Update 22 Feb. 2012: I’m sure somebody in that room said, “They wouldn’t pick on a baby-faced war hero, would they? … Would they?” And then Panetta said, “I’m not gonna go out there again; they’re gonna call me a flip-flopper!”

Posted to Lobe Log’s Gareth Porter article on Iran’s supposed rejection of IAEA visits:

It used to be that the IAEA put things in its Iran reports to satisfy both sides: something for the Iranians to quote, and something for the war dogs to quote. Now, they no longer share El Baradai’s fear of the million war-casualties that their actions will lead to.
The a-la-Bolton incumbent is paying off.

 

Update 4 April 2012:

Sure enough, it’s worse than Yukiya Amano being a “get along to go along” type. On The Real News, Gareth Porter, referring to Wikileaks documents, reports the following about the IAEA head. He is talking to Paul Jay, of course:

JAY: Now, there’s been some critique of Amano for politicizing the IAEA. He was, apparently, the—when there was the elections for the new director of the IAEA, he was, apparently, backed by the United States. And there’s been a lot of critique that he’s been saying things that the U.S. and Israel want to hear. People like even Hans Blix have said this is not evidence-based reporting that’s coming from the IAEA. There seems to be some spin being added.

PORTER: Well, I would say it’s even worse than that, Paul, because what happened was that Yukiya Amano was elected with a very concerted diplomatic effort by the United States after having specifically assured the U.S. delegation to the IAEA in Vienna that he was on the U.S. side on the key issues that the agency was going to be dealing with, and particularly on the issue of Iran.

JAY: And some of this came out in WikiLeaks to some extent, did it?

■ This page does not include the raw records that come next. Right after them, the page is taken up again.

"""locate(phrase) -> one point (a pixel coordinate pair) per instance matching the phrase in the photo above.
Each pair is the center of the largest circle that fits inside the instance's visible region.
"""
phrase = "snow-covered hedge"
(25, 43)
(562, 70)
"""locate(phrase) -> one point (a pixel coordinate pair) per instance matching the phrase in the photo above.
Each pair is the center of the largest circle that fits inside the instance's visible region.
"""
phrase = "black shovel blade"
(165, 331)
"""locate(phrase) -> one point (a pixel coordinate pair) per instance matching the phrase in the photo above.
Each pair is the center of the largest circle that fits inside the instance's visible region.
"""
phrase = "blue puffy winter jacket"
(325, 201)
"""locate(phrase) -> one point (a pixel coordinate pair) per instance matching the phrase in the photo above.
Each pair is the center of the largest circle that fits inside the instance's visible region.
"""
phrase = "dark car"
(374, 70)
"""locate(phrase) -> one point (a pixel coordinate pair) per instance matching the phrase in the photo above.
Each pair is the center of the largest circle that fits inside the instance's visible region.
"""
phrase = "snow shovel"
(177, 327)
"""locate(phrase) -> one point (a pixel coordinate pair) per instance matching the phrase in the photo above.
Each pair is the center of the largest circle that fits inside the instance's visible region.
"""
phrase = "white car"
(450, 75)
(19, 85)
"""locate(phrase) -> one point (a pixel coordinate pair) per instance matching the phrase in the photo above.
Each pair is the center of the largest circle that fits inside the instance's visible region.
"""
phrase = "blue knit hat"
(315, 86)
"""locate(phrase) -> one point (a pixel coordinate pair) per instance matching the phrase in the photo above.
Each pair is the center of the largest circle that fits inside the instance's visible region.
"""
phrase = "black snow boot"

PORTER: That’s right. That was revealed in WikiLeaks documents that were released last year.

JAY: So—yeah, go ahead.

PORTER: So no question that Amano was in fact carrying the water of the United States, as well as the other coalition members supporting the United States-Israeli position on the issue of Iran. And I think it’s important to understand here that what the IAEA’s supposed to be doing on behalf of the coalition, the anti-Iran coalition, is to keep Iran in the dock, as it were, in the court of world opinion as represented by the IAEA, accused of being uncooperative, accused of hiding things, so that the United States and its allies can pass the harshest possible sanctions and continue to keep now a diplomatic pressure on Iran as they prepare for a set of talks which are apparently to come in April.

In most matters, the corporate state behaves like a corporation. There was a vacancy for a job to be done, and the right man was hired. And the job itself was determined by a single-minded, narrow, unguided-by-conscience motivation–which is what distinguishes a corporate person from a real person, or from a government representing the latter.